So beginnt die Laufbahn von Deutschlands berühmtem Mathematiker, während der gleichaltrige Alexander von Humboldt in der Obhut seines adligen Elternhauses aufwachsen darf und alsbald in die Ferne zieht, um alles, was an dieser Welt noch unbekannt ist, zu finden, zu vermessen und zu registrieren. Mit den Instrumenten, die die Technik seiner Zeit gerade produziert hat, entdeckt er unbekannte Menschenrassen und nie zuvor erkletterte Gebirgsketten, unergründliche Urwälder und Flußmündungen. Was der Film, der dauernd auf optische und akustische Knalleffekte schielt, nur andeutungsweise über die Leinwand bringen kann, das Buch Kehlmanns aber ausführlich beschreibt, ist nicht Geringeres als der Aufbruch in die Neuzeit, die im 19. Jahrhundert begann und bis heute unser Leben bestimmt.
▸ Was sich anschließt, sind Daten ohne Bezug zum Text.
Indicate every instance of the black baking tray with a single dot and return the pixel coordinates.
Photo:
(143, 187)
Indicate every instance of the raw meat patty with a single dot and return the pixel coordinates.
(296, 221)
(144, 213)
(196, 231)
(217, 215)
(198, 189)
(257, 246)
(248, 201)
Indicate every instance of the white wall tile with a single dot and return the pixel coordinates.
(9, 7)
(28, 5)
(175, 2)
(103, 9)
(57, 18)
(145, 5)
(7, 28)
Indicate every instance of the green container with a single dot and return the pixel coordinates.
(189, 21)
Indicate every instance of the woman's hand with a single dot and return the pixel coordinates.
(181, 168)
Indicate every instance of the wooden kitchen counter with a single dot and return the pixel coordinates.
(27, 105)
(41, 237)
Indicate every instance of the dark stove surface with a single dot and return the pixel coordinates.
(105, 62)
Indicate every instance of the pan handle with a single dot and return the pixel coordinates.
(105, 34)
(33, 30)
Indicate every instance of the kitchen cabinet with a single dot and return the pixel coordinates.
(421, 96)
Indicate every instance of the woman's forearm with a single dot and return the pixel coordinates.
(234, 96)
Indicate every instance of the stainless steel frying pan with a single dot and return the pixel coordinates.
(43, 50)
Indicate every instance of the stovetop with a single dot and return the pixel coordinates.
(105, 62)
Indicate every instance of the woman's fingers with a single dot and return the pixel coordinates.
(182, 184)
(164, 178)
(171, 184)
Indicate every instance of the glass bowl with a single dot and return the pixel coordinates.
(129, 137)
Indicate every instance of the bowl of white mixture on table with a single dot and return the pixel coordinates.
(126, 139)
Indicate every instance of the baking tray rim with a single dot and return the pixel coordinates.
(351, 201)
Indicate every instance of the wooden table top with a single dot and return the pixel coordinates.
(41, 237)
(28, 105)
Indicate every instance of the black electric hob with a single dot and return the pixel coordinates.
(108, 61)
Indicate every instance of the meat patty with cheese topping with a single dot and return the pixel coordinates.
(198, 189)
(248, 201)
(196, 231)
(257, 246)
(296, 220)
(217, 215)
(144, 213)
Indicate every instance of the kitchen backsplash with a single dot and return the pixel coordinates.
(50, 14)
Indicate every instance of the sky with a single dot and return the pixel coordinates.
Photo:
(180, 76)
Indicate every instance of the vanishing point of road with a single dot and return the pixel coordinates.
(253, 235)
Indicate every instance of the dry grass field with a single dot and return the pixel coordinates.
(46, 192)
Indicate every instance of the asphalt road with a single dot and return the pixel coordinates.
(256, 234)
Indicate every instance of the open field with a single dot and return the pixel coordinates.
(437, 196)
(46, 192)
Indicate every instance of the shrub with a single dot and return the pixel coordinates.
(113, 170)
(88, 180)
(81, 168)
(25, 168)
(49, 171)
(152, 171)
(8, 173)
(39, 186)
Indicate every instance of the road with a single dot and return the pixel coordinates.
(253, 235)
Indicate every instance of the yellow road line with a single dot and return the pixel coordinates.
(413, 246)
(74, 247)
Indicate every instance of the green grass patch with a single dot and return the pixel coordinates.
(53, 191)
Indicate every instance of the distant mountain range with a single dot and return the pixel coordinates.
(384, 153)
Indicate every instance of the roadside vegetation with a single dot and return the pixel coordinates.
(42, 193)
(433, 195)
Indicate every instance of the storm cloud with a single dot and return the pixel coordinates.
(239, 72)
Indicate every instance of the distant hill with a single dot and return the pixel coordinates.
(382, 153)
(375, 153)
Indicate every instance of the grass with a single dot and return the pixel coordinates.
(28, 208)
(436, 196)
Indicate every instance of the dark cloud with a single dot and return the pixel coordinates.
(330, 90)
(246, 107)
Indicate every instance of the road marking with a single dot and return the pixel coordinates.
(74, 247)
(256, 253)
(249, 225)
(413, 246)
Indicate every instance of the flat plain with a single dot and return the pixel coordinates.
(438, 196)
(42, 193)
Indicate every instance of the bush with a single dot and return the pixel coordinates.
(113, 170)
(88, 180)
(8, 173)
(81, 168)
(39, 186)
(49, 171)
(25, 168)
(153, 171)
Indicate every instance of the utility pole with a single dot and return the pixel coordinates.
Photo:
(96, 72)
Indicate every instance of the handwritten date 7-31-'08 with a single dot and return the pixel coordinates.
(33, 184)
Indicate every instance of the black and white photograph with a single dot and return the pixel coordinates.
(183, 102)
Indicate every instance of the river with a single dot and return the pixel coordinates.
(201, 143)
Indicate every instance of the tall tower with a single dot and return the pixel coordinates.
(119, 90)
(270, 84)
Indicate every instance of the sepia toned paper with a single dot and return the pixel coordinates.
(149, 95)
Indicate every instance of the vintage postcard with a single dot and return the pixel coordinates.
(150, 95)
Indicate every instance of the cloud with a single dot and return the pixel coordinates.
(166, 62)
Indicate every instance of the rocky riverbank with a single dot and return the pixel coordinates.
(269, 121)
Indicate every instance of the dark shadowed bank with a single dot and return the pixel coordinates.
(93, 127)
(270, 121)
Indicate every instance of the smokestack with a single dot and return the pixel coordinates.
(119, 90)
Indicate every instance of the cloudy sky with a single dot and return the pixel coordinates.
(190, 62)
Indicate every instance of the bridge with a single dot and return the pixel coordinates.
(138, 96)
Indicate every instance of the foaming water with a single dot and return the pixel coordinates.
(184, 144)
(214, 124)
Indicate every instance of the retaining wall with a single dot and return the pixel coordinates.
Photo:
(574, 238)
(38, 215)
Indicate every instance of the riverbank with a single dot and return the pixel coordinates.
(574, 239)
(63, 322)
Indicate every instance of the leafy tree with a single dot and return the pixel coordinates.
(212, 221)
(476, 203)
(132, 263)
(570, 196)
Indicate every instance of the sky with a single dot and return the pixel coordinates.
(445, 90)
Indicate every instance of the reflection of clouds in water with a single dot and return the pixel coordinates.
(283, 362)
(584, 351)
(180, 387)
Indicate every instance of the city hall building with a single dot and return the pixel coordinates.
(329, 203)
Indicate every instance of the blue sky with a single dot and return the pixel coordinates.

Was der Film verhampelt und verspielt, das Buch aber deutlich macht: Dieses Jahrhundert war von seinem Anfang bis zum Ende ein sehr deutsches Jahrhundert. Diese Epoche ist in letzter Zeit immer mehr Gegenstand von Romanen und Einzeldarstellungen gewesen. Auch große Frauengestalten wie Bettina von Arnim, Caroline Schlegel und Rahel Varnhagen von Ense wurden beschrieben. Und eben auch „Die Vermessung der Welt“ von Kehlmann. Das Buch ist eigentlich eine Werbung für Deutschland und – noch nicht verboten. Noch sind keine „Antifa-Bündnisse“ aufgetreten, geführt von der Partei „Die Linke“, um auch hier mit Bundesmitteln den „Kampf gegen Rechts“ zu führen. Im Gegenteil.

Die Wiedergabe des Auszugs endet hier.